There are a hundred other stories and photos and videos I could show you. Search “Merrie Monarch” at YouTube if you’d like to see more.

You can also watch tonight’s Merrie Monarch program live on KITV’s website. It’s Hula Kahiko, traditional hula, and it runs from 6 p.m. to 11

p.m. The final night, which will also stream live on KITV, is tomorrow and runs from 5:30 p.m. to midnight.

And then you can start making your plans to be here in Hilo next year!

Slack Key Class

Richard asked Macario to say a few words about the slack key guitar class they both took recently, which was taught by slack key master Cyril Pahinui.

The class, held at the University of Hawai‘i at Hilo, was popular — so many signed up that they had to split the group into two different classes.

Macario says it was Richard’s “fault” he was there. “Richard told me about this class coming up, and I signed up at the very last minute. It was fun taking the class with a friend. We were having so much fun, we wouldn’t play we would just listen. You get caught up when he starts to play, and we’d just put our guitars down and listen to him playing.”

“Richard was into it,” he says. “Both of us were. He and I were just like two little kids at a candy store. It was great.”

Macario was a professional musician in his “former life” — a couple decades ago, before changing careers and becoming a photographer. But he played drums, not guitar, and says he always wanted to learn slack key.

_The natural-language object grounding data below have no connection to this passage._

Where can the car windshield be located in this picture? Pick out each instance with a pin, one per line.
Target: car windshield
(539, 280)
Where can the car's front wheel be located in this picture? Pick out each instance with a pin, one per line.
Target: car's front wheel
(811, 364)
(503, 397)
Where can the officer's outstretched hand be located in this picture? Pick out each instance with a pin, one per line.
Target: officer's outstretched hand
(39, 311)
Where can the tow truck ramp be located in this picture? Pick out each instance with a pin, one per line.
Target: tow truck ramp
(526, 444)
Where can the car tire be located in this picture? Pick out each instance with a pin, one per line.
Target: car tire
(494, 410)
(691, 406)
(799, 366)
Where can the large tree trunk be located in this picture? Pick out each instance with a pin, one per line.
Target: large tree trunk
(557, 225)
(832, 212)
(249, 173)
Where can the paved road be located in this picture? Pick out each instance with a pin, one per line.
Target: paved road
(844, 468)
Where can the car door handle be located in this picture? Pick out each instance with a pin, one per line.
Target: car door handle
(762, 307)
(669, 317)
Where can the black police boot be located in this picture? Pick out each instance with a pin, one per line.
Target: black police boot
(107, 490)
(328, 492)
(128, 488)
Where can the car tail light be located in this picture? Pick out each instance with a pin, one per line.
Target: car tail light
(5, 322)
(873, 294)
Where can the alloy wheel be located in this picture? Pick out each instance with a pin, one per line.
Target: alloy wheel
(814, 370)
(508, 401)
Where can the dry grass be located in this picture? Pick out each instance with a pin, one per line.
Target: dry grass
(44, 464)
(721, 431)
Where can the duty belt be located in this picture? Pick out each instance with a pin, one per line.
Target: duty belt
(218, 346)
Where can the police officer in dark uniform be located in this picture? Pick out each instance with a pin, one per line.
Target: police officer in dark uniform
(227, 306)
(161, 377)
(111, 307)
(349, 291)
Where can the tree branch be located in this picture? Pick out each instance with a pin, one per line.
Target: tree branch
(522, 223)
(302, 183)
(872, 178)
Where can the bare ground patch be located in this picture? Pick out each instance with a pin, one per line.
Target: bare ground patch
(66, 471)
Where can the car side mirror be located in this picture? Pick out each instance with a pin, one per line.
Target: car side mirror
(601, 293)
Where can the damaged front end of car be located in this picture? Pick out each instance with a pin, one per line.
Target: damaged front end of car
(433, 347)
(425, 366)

“It’s more than just playing the music,” he says. “There’s a feeling to the music. Cyril kept saying, ‘Don’t play how I play. Play how you feel.’ Because when you’re playing, and you’re in that groove, then something happens. Because you can move people.”

Cyril’s father was the late great Gabby Pahinui, the legend in Hawaiian slack key, and he learned to play guitar from his father since he was a young boy.

Macario says Cyril taught his father’s tuning — the way he tuned his guitar. In older days, this information was private and never shared. So why does Cyril teach it now?

Cyril told the class he likes to pass it on. “He said if he doesn’t teach anybody, and nobody carries it on after him, then he’s going to lose it.”

Macario says he’d definitely take a class from Cyril again. “There’s so much coming at you. I think it made the beginners a little scared. But it’s good for them. It’s good for them to see we can all do this. All you have to do is work at it. If you practice everything he taught you in this class, then when he comes back to teach the next one you’ll be ready for that class.”

“The music is just in him,” he says. “And in class, he’s coming at ya. It’s a lifetime, two lifetimes of music coming at you, and you’d better pick up what you can because you’ve only got six classes to do it.”

He says he’s still trying to find his way around his guitar. “But everything Cyril taught us just makes sense,” he says. “If you practice what Cyril taught in that class, you can pretty much play any Hawaiian song. And not only did Cyril teach the class, he made people go up and jam with him. How many chances do you get to play with Cyril Pahinui?”

He says the class was a nice surprise. “Before, his dad just overshadowed everything because he was so great. But Cyril is on his own and carrying on the tradition even without his dad.

“And Cyril himself is ‘the man’ now,” he says. “He’s the icon now. He is a great slack key player in his own right.”